I am trying to help a friend towards an appropriate lmer() analysis of
her data and help myself understand how to use lmer syntax in the right way.
She says "...here is what I think is a very standard situation in
ecology....
A normally distributed measure (say bird density) is collected for:
5 years of data (fixed factor),
2 seasons within each year (fixed factor),
3 months within each season (fixed factor)..."
The response is measured at the same six sites at every visit. What
follows is my interpretation of what she might want, which may not be
what she really wants, but this may not matter for the purpose of
creating an example.
I will simulate some data from a known model, then use lmer() to fit the
model and compare the estimated parameters with those used in the
simulation.
I would be interested in comments about
a) whether I have simulated the data from my model correctly
and
b) whether my lmer syntax is appropriate for my model.
The systematic part of my model is:
\mu + \beta_{is} + \gamma_{sm}
where i varies over years, s over seasons, and m over months.
(I assume that months are nested within seasons but crossed with years.)
Now let me decide how these coefficients should vary with site. I am
going to assume that the constant term and the year-season term vary
with site but that month-within-season does not.
The random part of the model needs to be generated from a 1 + 5*2 =
11-dimensional multivariate normal.
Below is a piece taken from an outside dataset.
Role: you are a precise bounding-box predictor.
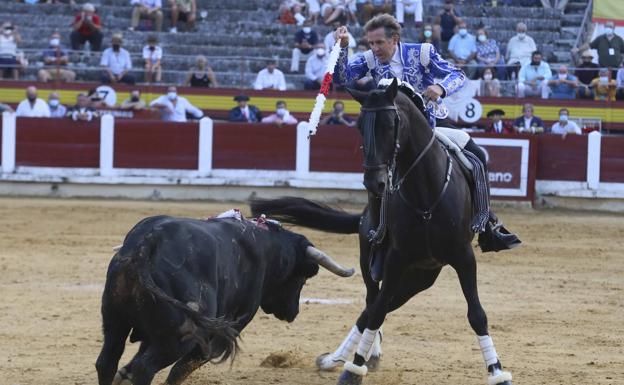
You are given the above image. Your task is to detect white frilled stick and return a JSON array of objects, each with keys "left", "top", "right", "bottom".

I will assume 1 correlation
parameter, that between two seasons in the same year. All other
correlations are zero.
Values for fixed effects:
Suppose \mu = 10
the beta_{i1} are 7, 8, 9, 6, 7.5
the beta_{i2} are 1, 3, 4, 2, 2.5
the gamma_{1m} are 0, 2, 1
the gamma_{2m} are 0, -2, -2
The s.d. parameters are sigma_mu = 3, sigma_beta = 2, sigma = 0.1
The correlation parameter is 0.4.
Instead of 6 sites I will assume nsite = 60.
I have written the following to generate data and fit the model:
library(mvtnorm)
library(lme4)
V = diag(11)
for ( i in 2:10) {
V[i,i+1] = 0.4
V[i+1,i] = 0.4
}
sig = diag(c(3,rep(2,10)))
V = sig%*%V%*%sig
nsite = 60 #Why not?
sigma = 0.1
theta = c(10,7, 1, 8, 3, 9, 4, 6,2, 7.5,2.5)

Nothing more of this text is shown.